Integrals of Trig Functions: Videos & Practice Problems

In the study of integrals, particularly with trigonometric functions, it's essential to understand that integrating these functions is essentially the reverse process of differentiation. For instance, the integral of the cosine function can be derived from the fact that the derivative of sine is cosine. Therefore, the integral of cos(x) is sin(x) + C, where C represents the constant of integration. Similarly, since the derivative of cosine is negative sine, the integral of sin(x) results in -cos(x) + C.

When dealing with more complex expressions, such as the integral of 3sin(x) + 2cos(x), we can apply the sum and difference rule. This allows us to separate the integral into two parts: ∫3sin(x)dx + ∫2cos(x)dx. By applying the constant multiple rule, we can factor out the constants, leading to 3∫sin(x)dx + 2∫cos(x)dx. The integrals of sine and cosine yield -3cos(x) + 2sin(x) + C as the final result.

For integrals involving other trigonometric functions, such as 7sec(x)tan(x) - cosec^2(x), we again utilize the sum and difference rule to split the integral. This gives us 7∫sec(x)tan(x)dx - ∫cosec^2(x)dx. Recognizing that the derivative of sec(x) is sec(x)tan(x), we find that the integral of sec(x)tan(x) is sec(x). For cosec^2(x), knowing that the derivative of cot(x) is -cosec^2(x) allows us to conclude that the integral of cosec^2(x) is -cot(x). Thus, the final result for this integral is 7sec(x) + cot(x) + C.

To effectively tackle integrals involving trigonometric functions, it is crucial to memorize the derivatives of these functions, as they provide a straightforward method for finding their integrals. For example, the derivative of tan(x) is sec^2(x), leading to the integral of sec^2(x) being tan(x) + C. Similarly, the derivative of cosec(x) is -cosec(x)cot(x), which implies that the integral of cosec(x)cot(x) is -cosec(x) + C.

By applying these principles and recognizing the relationships between derivatives and integrals, students can confidently approach problems involving trigonometric integrals.

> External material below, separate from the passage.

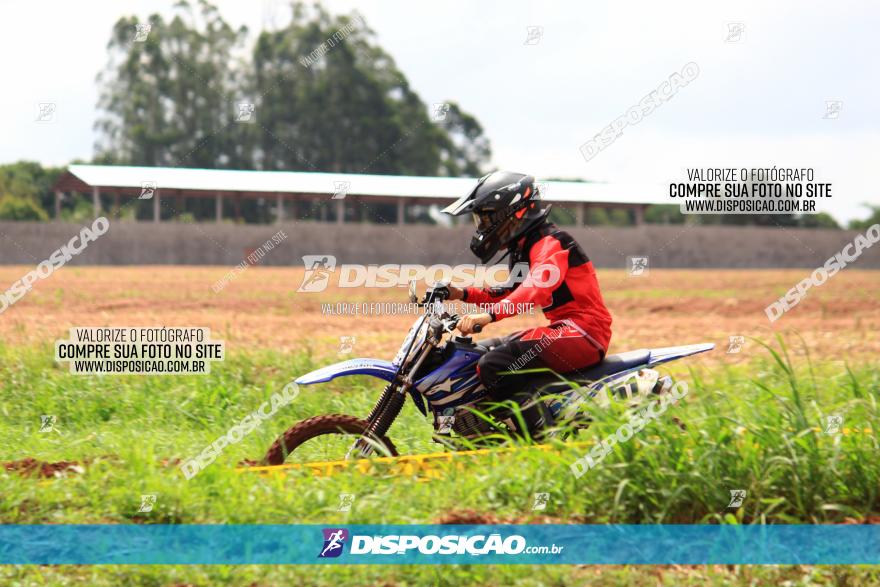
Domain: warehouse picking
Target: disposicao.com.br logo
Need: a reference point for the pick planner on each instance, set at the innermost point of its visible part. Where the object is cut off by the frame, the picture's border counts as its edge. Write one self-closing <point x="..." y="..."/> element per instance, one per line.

In this problem, we are tasked with verifying an indefinite integral by differentiation. The process involves taking the derivative of the proposed solution to the integral and checking if it matches the original integrand. This method essentially reverses the integration process, as finding an indefinite integral is akin to determining an antiderivative.

To begin, we differentiate the expression given as the solution, which is \(2 \sin(\sqrt{x}) + C\), where \(C\) is the constant of integration. According to the rules of differentiation, we can apply the derivative to each term separately. The derivative of a constant \(C\) is zero, so we focus on differentiating \(2 \sin(\sqrt{x})\).

Using the chain rule, we first recognize that the derivative of \(\sin(u)\) is \(\cos(u)\), where \(u = \sqrt{x}\). Thus, we have:

\[\frac{d}{dx}[2 \sin(\sqrt{x})] = 2 \cos(\sqrt{x}) \cdot \frac{d}{dx}[\sqrt{x}]\]

Next, we need to find the derivative of \(\sqrt{x}\). This can be expressed as \(x^{1/2}\). Applying the power rule, we get:

\[\frac{d}{dx}[x^{1/2}] = \frac{1}{2} x^{-1/2} = \frac{1}{2\sqrt{x}}\]

Substituting this back into our derivative calculation gives us:

\[\frac{d}{dx}[2 \sin(\sqrt{x})] = 2 \cos(\sqrt{x}) \cdot \frac{1}{2\sqrt{x}} = \frac{\cos(\sqrt{x})}{\sqrt{x}}\]

Now, we compare this result with the original integrand. The expression \(\frac{\cos(\sqrt{x})}{\sqrt{x}}\) matches the integrand, confirming that our differentiation process is correct. Therefore, we have successfully verified that the indefinite integral is accurate, as the derivative of the proposed solution yields the original function we started with.

This verification process illustrates the fundamental relationship between integration and differentiation, reinforcing the concept that integration is the reverse operation of differentiation.